Tak seperti umumnya musang liar yang harus mencari makanan sesukanya di alam, musang bulan yang dipelihara dan sengaja dikandangkan itu, mendapatkan makanan berupa buah kopi robusta yang sudah matang berwarna merah.
    
"Selain makan buah kopi yang disediakan, juga diberi pisang dan buah-buahan serta makanan musang umumnya," kata Yayah Suryani (51), Ketua Kelompok Wanita Tani (KWT) Melati Pekon (Kampung) Tribudisyukur, Kecamatan Kebun Tebu, Kabupaten Lampung Barat, Provinsi Lampung seperti dikutip dari Antara, Senin (24/6/2013).
    
Di alam, musang liar memang menyukai memakan buah kopi yang sudah benar-benar masak, kemudian kotorannya itulah yang dipungut dan diproses lebih lanjut menjadi bahan baku kopi luwak yang diburu kenikmatannya oleh para pencinta minuman penyegar semangat dan penghilang kantuk ini.
    
Yayah menyatakan bahwa beberapa ekor musang yang dipelihara itu sudah jinak walaupun tetap harus dikandangkan, mengingat beberapa waktu lalu ada musang peliharaan itu ternyata tidak kembali lagi ke kandang setelah dilepaskan.

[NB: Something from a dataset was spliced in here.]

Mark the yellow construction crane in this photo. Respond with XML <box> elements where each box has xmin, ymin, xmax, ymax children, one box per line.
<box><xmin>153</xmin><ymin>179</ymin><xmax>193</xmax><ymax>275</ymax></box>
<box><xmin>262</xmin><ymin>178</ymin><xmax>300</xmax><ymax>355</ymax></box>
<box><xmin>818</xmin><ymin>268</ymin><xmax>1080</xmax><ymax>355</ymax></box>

Beberapa ekor musang lainnya mati di dalam kandangnya, diduga mengalami stres karena terbiasa hidup liar di alam tetapi harus dikandangkan dalam tempat yang relatif sempit seperti itu.

Dia mengaku relatif sulit memelihara musang tersebut, mengingat umumnya tingkat stres binatang ini cukup tinggi.

Ia menuturkan, pernah saat anak-anak di sana bermain "jeduman" (mainan penghasil bunyi serupa mercon besar terbuat dari bambu) tak jauh dari kandang musang itu, beberapa ekor hewan peliharaan itu menjadi terkaget-kaget dan terlihat gemetaran.

Ternyata beberapa hari kemudian, ada musang peliharaan itu yang mati.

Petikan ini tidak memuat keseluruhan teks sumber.